Li Zhi-Li, Yang Hong-Yu, Lv Xiao-Xiao, Zhang Ya-Kun, Zhu Xin-Yu, Zhang Yu-Rou, Guo Li
Department of Radiology, The Second Affiliated Hospital of Kunming Medical University, 374 Dianmian Avenue, Wuhua District, Kunming, Yunnan, 650101, China.
Department of Radiology, Children's Hospital, Affiliated to Zhejiang University School of Medicine, Hangzhou, Zhejiang, 310003, P.R. China.
BMC Med Imaging. 2025 Jun 5;25(1):206. doi: 10.1186/s12880-025-01697-y.
The study explores the value of a model constructed by integrating CTA-based carotid plaque radiomic features, clinical risk factors, and plaque imaging characteristics for prognosticating the risk of ischemic stroke.
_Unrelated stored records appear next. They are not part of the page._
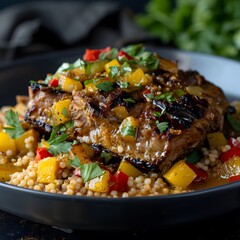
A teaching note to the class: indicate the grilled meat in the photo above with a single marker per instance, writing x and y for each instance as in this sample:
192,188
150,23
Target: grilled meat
188,117
151,123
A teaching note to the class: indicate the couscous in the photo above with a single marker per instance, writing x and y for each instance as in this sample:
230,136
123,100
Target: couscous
48,141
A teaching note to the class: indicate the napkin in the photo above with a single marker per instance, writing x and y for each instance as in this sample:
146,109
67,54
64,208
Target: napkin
44,26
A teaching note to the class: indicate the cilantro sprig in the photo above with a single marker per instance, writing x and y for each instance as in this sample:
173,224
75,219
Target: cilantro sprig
14,127
88,170
58,144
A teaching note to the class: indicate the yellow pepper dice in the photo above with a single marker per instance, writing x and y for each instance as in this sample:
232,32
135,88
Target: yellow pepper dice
120,112
6,170
7,143
137,78
47,170
216,139
180,175
70,84
128,128
100,184
21,144
60,112
129,169
113,63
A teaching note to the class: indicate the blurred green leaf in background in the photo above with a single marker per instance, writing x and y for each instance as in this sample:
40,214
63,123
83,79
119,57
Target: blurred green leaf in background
209,26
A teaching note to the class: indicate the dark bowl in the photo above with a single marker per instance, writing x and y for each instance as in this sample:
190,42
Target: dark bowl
136,213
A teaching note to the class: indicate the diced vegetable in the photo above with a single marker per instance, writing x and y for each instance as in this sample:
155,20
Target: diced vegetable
21,144
6,170
70,84
128,128
120,112
53,82
7,143
225,156
60,112
95,67
42,153
80,152
113,63
180,175
129,169
137,78
118,181
230,168
93,54
47,170
202,175
216,139
100,184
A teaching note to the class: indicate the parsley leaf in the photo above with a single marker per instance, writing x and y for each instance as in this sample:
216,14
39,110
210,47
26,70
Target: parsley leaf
162,126
88,170
14,128
128,130
58,143
105,86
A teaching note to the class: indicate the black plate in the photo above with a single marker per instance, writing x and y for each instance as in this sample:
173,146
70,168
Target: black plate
137,213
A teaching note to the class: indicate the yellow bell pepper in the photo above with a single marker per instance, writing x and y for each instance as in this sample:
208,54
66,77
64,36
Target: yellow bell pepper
137,78
7,143
180,175
60,112
113,63
120,112
216,139
47,168
100,184
129,169
70,84
6,170
20,141
128,128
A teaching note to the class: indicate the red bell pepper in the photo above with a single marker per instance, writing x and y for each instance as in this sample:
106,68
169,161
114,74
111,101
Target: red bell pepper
53,82
118,181
122,54
202,175
93,54
234,178
42,153
233,142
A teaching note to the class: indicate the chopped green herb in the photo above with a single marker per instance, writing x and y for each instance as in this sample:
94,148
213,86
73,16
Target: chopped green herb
158,114
234,122
128,130
107,156
14,127
162,126
75,162
168,96
114,71
88,170
65,112
124,84
150,95
58,144
134,49
105,86
113,53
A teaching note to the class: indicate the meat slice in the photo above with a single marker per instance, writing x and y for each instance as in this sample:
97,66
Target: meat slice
188,105
41,99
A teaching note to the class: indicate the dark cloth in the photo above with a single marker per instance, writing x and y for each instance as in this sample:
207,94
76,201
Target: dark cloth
37,27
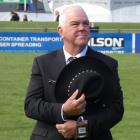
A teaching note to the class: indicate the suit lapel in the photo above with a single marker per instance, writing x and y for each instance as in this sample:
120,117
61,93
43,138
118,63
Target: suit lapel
59,63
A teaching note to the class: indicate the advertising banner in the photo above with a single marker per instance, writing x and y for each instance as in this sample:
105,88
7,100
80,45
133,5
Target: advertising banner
12,1
29,42
111,42
46,42
137,43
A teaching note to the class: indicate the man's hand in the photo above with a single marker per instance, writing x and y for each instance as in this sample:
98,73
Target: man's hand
68,129
74,106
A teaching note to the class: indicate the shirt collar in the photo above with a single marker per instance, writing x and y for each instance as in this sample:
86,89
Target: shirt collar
67,55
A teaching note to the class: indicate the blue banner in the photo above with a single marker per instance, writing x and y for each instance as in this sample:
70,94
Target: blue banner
111,42
137,43
46,42
29,42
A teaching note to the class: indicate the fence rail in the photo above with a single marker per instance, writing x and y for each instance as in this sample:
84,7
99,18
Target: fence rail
42,29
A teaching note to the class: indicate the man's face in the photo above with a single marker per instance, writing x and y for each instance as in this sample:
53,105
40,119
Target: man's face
76,31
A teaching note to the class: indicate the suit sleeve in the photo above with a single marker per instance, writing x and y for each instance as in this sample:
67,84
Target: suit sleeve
35,105
111,113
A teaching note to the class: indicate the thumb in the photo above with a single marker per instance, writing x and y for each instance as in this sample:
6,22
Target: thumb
74,95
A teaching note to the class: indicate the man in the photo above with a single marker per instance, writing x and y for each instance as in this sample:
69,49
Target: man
52,118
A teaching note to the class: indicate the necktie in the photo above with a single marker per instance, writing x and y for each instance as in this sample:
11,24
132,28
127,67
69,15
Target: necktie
71,59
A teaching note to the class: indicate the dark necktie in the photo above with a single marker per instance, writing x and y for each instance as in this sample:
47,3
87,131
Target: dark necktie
71,59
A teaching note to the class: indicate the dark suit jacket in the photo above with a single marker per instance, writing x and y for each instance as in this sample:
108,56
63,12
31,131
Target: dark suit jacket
41,105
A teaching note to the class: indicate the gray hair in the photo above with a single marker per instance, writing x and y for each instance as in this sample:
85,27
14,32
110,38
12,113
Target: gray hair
63,14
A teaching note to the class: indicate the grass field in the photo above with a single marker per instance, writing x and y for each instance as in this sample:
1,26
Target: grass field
15,71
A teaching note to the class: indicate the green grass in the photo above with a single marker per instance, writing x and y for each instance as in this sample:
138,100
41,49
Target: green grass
15,71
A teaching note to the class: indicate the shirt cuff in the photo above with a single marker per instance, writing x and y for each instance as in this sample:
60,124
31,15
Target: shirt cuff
64,118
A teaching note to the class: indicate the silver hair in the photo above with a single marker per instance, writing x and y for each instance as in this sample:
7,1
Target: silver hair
62,18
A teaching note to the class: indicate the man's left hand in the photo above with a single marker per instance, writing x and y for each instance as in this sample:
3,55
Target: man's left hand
67,129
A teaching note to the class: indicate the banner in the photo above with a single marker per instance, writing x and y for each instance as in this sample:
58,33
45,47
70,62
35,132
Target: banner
29,42
137,43
111,42
11,1
46,42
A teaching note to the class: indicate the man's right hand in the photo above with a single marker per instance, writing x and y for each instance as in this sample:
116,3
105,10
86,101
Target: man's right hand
74,106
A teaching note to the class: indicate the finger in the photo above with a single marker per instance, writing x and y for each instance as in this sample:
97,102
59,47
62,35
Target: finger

Data from 123 patients with carotid atherosclerosis were analyzed and divided into stroke and asymptomatic groups based on DWI findings. Clinical information was collected, and plaque imaging characteristics were assessed to construct a traditional model. Radiomic features of carotid plaques were extracted using 3D-Slicer software to build a radiomics model. Logistic regression was applied in the training set to establish the traditional model, the radiomics model, and a combined model, which were then tested in the validation set. The prognostic ability of the three models for ischemic stroke was evaluated using ROC curves, while calibration curves, decision curve analysis, and clinical impact curves were used to assess the clinical utility of the models. Differences in AUC values between models were compared using the DeLong test.
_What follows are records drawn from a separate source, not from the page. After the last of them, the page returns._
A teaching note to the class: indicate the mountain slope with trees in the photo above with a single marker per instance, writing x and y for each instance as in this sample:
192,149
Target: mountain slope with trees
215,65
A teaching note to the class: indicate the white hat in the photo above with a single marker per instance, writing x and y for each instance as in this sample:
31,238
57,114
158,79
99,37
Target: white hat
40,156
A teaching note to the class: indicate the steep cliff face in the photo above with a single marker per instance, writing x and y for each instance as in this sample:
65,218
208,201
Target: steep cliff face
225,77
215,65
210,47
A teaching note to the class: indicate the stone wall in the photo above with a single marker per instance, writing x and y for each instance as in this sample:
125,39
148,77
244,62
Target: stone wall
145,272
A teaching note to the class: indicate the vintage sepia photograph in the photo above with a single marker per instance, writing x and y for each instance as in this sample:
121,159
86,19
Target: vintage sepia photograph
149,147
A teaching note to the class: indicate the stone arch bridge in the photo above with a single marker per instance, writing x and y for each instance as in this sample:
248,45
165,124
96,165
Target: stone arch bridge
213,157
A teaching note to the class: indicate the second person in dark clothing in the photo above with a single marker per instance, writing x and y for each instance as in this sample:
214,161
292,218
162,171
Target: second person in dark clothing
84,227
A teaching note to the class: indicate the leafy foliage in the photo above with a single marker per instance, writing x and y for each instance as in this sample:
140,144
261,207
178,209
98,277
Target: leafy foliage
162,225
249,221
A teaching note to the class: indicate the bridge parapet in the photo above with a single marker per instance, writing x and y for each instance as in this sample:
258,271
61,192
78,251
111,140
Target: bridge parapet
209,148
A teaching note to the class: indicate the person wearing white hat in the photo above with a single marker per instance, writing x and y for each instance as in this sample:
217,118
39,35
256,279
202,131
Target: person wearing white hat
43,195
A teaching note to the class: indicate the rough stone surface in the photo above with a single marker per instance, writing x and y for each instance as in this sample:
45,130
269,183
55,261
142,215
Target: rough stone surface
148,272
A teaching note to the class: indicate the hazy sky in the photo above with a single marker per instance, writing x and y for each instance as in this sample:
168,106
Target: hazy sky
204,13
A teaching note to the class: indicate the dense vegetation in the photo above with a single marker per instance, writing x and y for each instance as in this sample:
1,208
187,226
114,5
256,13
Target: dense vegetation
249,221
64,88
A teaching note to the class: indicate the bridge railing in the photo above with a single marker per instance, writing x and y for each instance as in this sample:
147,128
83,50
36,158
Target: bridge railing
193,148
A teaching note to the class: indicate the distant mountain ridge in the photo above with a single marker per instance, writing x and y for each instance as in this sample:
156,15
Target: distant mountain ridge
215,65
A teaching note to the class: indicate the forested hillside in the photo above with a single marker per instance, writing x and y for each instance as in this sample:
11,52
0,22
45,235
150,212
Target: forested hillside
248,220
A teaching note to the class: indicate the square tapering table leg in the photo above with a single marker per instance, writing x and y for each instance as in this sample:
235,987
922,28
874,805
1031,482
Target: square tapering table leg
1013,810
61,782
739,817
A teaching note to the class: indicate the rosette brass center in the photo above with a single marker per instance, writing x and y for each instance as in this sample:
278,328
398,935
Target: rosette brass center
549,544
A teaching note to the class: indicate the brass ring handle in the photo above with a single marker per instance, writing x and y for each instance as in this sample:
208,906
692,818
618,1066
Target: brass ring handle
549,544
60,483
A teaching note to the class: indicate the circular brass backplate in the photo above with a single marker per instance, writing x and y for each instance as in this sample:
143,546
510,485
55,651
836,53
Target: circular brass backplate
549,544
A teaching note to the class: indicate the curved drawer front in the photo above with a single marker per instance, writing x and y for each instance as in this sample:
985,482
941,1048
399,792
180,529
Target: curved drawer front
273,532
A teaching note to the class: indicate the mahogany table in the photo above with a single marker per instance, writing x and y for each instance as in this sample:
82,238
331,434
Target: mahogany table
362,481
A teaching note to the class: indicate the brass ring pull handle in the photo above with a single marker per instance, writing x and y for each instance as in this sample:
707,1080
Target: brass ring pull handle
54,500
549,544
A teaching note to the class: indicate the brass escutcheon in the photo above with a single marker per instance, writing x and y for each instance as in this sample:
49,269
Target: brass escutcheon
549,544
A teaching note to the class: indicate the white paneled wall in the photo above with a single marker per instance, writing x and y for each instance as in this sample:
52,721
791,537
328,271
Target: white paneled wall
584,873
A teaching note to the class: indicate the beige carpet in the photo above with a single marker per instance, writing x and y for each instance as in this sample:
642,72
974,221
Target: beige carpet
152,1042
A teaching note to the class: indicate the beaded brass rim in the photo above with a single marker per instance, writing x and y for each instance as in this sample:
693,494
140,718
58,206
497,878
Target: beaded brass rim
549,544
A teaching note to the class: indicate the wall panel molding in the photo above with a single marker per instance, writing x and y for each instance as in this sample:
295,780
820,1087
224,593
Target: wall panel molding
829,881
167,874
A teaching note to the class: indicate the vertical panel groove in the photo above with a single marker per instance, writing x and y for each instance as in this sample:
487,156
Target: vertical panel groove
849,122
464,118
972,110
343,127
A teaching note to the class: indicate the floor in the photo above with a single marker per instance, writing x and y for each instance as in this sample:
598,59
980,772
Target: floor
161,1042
Hypertension, diabetes, elevated homocysteine (Hcy) concentrations, and plaque burden are independent risk factors for ischemic stroke and were used to establish the traditional model. Through Lasso regression, nine optimal features were selected to construct the radiomics model. ROC curve analysis showed that the AUC values of the three Logistic regression models were 0.766, 0.766, and 0.878 in the training set, and 0.798, 0.801, and 0.847 in the validation set. Calibration curves and decision curve analysis showed that the radiomics model and the combined model had higher accuracy and better fit in prognosticating the risk of ischemic stroke.
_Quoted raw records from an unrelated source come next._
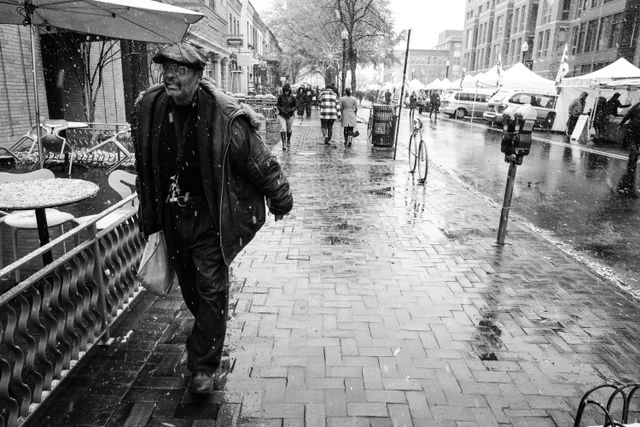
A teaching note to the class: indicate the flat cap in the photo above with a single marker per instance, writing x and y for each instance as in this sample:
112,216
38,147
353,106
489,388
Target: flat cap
181,53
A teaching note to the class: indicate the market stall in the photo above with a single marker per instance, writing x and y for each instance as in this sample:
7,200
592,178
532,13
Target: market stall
595,84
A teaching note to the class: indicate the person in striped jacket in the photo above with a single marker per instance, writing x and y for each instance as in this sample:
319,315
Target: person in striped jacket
329,111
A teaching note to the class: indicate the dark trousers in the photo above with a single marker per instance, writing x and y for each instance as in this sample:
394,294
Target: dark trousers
327,127
194,247
571,124
348,130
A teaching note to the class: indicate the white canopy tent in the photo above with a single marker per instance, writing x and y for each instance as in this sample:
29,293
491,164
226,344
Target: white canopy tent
519,77
445,84
489,79
469,81
433,85
415,85
594,84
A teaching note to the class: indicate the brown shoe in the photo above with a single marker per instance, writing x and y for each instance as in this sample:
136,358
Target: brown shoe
201,383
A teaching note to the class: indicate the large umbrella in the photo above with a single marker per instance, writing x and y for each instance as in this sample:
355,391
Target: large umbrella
143,20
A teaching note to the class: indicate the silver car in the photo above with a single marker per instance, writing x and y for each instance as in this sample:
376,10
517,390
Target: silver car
544,104
466,103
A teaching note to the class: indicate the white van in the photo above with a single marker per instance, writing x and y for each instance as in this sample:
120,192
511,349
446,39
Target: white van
466,102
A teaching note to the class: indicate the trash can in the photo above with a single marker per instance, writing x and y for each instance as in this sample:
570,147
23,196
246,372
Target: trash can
383,126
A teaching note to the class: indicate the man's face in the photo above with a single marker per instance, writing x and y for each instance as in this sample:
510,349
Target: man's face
180,82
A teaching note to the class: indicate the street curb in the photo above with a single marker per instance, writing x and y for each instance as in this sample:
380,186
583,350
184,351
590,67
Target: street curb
602,271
The radiomics model is slightly better than the traditional model in evaluating the risk of ischemic stroke, while the combined model has the best prognostic performance.
本研究探讨通过整合基于CTA的颈动脉斑块影像组学特征、临床危险因素和斑块影像特征构建的模型对缺血性卒中风险进行预后评估的价值。
分析123例颈动脉粥样硬化患者的数据,并根据DWI结果分为卒中组和无症状组。收集临床信息,评估斑块影像特征以构建传统模型。使用3D-Slicer软件提取颈动脉斑块的影像组学特征以构建影像组学模型。在训练集中应用逻辑回归建立传统模型、影像组学模型和联合模型,然后在验证集中进行测试。使用ROC曲线评估三种模型对缺血性卒中的预后能力,同时使用校准曲线、决策曲线分析和临床影响曲线评估模型的临床实用性。使用DeLong检验比较模型之间AUC值的差异。
高血压、糖尿病、同型半胱氨酸(Hcy)浓度升高和斑块负荷是缺血性卒中的独立危险因素,并用于建立传统模型。通过Lasso回归,选择九个最佳特征构建影像组学模型。ROC曲线分析显示,三个逻辑回归模型在训练集中的AUC值分别为0.766、0.766和0.878,在验证集中分别为0.798、0.801和0.847。校准曲线和决策曲线分析表明,影像组学模型和联合模型在预测缺血性卒中风险方面具有更高的准确性和更好的拟合度。
影像组学模型在评估缺血性卒中风险方面略优于传统模型,而联合模型具有最佳的预后性能。